Sunday, 30 October 2011


It's a question I get asked on a fairly regular basis:

What makes a good medic?

In my simple mind, it's a simple answer.

Here's the test:

Would I be happy with you treating a member of my family?

If the answer's no, then in my eyes, you've some work to do.

If the answer's yes, then in my eyes, you're a good medic.

The test works when I look at myself in the mirror and check on how I treat my patients too.



Tom said...

I'd say you'd also need to be able to keep an eye on your humanity. It is something that's so easy to lose sight of. I'm a student nurse and well, given my previous life as an HCA I saw what happens to people when they lose sight of their humanity.

Dan said...

Prolly best I don't apply then ;)
Would love to do it but a) don't drive and b) would struggle - REALLY struggle with bad children stuff.

And what Tom said. I am related to an a&e sister in charge, and she is cold and hard and has no love or compassion for anyone. I understand the things she must have seen but she's let it change her.

If that makes sense. Ok, rambling...

InsomniacMedic said...

Tom - I'd say that humanity is taken care of when talking of how you'd wish your family to be treated - so I totally agree.

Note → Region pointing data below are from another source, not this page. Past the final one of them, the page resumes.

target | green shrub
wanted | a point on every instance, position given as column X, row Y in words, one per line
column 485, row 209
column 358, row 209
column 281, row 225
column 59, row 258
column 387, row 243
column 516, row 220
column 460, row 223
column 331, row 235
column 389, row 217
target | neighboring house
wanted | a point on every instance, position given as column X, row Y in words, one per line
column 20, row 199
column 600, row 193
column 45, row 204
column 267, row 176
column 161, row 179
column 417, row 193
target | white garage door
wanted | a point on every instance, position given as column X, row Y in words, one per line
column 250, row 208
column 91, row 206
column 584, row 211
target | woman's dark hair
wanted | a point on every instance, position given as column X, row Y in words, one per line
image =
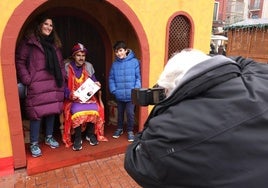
column 41, row 19
column 119, row 44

Dan - Losing that compassion is all too easy to do when all you see day in and day out is enough to jade even the most compassionate person. That's why we all sometimes need a reminder. The problem arises when that lack of compassion doesn't just hang around for a little while, but becomes the norm. Sometimes I think that that's the point at which to walk away...

Tom said...

Definitely IM. The risk that we all run is that we see just the patient as a series of problems that need to be solved. Keeping sight of the fact that the patients are people like us is a problem, it's not the #NOF in bed four but Mrs Bloggs, 90 with four children and a hatful of grandchildren. It was quite interesting to see how things changed when we had a colleague as a patient on my ward. I like to think I can give the same care to everyone and do it in the manner that's best for them. I know I have lost sight of my humanity at times and end up hating myself for it.

Tom said...

One thing I forgot to say in my earlier comment, I wholly agree with what IM says. That said, there is one thing that as a student nurse/HCA that you can't do is treat a patient as family immediately. You have to build this relationship with them during their continuing care. You'll learn what they are like and what liberties, so to speak, you can take with them. As you get to know them you find out how best to treat them and then it becomes more like treating a family member. I guess that as an EMT/Paramedic the earnestness of the situation I reckon that it's appreciated by the patient, one more thing to comfort them. I hope my rambling essay makes semse!

Nicki said...

I ask myself, "would I want ME as a medic if I were the one sick or injured?"